Is it you? Anyway, Gabriel likes this girl
who's going through some life transitions.
Edgar, you're obviously talking
about you and Lindsay.
How did you know?
Well, you've been screaming
her name out in your sleep.
Usually it's things like,
"Get to the chopper!"
or "Where's Rodriguez?"
or "I didn't know it was a school!"
(softly): I didn't know it was a school.
The point is,
if this is about you and Lindsay,
there is no you and Lindsay.
There's never gonna be.
Never mind.
Can I go back to work now?
You have a job?
Hello, Lindsay.
Paul, you don't have to be nervous.
I'm fine.
Really?
Okay. Good.
Guess I don't need this pepper spray.
Here's your mail.
Thank you, madame.
(laughs)
Actually, I brought a few things for you to sign.
What is it?
Just busywork.
Like this one removes you from my video store account.

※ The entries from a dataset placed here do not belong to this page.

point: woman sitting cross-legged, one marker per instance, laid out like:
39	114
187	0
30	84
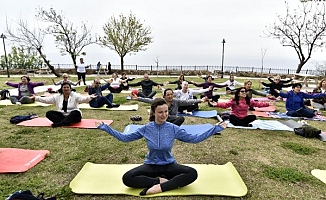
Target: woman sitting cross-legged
160	171
67	105
295	101
25	90
240	104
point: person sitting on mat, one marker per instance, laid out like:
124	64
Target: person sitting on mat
250	92
100	100
124	85
65	79
231	84
67	106
320	103
147	87
295	101
115	84
179	82
25	90
240	104
160	171
276	84
185	94
209	93
173	105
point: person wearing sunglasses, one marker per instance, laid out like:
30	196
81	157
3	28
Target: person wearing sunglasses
65	80
100	100
275	85
240	104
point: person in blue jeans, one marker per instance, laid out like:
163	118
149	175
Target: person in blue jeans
100	100
295	101
160	171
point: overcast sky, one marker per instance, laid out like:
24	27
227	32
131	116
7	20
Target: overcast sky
186	32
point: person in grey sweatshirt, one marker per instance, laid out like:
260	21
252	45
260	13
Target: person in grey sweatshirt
160	171
173	105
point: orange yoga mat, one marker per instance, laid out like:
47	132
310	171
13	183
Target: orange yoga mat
14	160
85	123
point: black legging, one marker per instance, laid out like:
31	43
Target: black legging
81	76
242	122
145	176
58	117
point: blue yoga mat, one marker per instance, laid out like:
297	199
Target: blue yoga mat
195	128
203	114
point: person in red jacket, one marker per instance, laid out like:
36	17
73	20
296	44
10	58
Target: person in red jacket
240	104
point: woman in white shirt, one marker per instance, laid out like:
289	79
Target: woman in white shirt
67	106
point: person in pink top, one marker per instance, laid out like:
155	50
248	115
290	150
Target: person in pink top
240	104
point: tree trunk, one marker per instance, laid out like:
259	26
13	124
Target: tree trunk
300	65
47	62
121	62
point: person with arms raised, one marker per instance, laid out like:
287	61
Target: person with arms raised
240	104
160	171
25	90
67	106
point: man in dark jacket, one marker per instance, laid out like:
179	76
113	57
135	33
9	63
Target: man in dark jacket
147	87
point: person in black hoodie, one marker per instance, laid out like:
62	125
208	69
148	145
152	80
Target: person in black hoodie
147	87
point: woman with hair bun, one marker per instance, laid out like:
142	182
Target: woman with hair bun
25	90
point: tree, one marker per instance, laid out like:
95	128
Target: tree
302	29
30	38
23	58
67	38
125	35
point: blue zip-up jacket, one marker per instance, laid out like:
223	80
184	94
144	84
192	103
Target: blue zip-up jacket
160	139
296	101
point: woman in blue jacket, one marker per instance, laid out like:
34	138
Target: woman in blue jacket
160	171
295	101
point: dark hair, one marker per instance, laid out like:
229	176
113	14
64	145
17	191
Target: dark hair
64	83
294	85
164	93
157	102
183	77
321	82
237	98
27	77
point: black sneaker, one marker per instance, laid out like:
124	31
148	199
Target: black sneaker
251	109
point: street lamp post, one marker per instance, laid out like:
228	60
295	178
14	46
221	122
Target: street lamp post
4	47
223	42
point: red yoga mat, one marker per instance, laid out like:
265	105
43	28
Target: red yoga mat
20	160
85	123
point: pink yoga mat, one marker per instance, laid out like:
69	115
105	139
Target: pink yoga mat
260	114
265	109
85	123
14	160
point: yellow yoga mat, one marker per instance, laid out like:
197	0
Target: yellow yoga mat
223	180
320	174
121	107
8	103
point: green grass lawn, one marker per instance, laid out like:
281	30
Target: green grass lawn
273	164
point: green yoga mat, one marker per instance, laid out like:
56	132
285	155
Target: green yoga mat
320	174
121	107
223	180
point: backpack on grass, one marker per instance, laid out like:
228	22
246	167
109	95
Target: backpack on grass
4	94
19	118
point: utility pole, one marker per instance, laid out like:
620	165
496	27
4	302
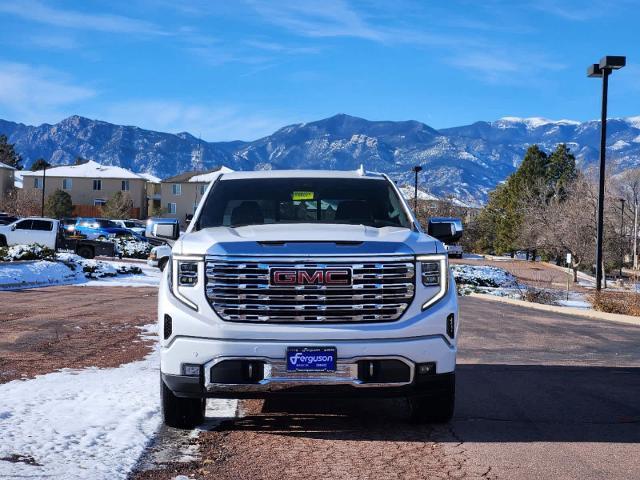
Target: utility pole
417	169
621	235
635	234
44	185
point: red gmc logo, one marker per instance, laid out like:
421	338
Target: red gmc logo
294	277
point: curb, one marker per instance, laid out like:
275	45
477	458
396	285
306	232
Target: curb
592	314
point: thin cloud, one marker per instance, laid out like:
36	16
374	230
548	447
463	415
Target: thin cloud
212	122
35	95
36	11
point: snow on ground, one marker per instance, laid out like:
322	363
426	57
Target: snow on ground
73	269
38	273
79	424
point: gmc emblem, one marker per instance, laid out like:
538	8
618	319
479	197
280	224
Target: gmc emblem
309	276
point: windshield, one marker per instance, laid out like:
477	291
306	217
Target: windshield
234	203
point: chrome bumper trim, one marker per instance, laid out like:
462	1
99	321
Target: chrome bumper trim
276	376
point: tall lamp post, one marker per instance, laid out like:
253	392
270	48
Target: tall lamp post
417	169
44	184
603	69
621	235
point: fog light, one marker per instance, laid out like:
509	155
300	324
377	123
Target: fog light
191	370
426	368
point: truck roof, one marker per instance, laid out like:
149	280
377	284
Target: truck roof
301	174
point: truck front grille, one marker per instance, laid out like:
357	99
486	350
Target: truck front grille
241	291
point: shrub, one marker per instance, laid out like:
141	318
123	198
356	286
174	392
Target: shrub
625	303
26	252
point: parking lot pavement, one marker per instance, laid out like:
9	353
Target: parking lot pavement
540	395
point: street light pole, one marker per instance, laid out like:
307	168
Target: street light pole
44	184
621	235
417	169
603	69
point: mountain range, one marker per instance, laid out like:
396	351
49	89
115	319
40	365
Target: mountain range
462	162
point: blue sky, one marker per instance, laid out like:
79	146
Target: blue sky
241	69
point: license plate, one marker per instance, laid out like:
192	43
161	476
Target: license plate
311	359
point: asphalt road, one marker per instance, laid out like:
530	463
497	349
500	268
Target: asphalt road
539	395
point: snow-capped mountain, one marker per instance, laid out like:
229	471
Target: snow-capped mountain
462	162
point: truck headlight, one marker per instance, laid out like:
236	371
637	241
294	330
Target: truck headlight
434	273
184	275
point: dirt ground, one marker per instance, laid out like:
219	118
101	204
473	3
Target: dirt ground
46	329
535	274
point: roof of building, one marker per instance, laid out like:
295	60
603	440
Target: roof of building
8	167
198	176
303	174
149	177
89	169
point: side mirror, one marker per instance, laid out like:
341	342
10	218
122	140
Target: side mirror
167	231
444	231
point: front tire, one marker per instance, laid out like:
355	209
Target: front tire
184	413
437	407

This one, my hummus of the month club.
This takes you off the membership
for the Museum of Prehistoric Metallurgy,
but I bought you your own individual membership
so there'd be no gap for you there.
(clears throat)
So, how's beer coo...
Amy? Good.
I'm actually flying to Boulder tomorrow
to meet Amy "I.R.L." for the first time, in real life.
That's great.
Yeah. That's really great.
You're gonna do a makeover before you go, right?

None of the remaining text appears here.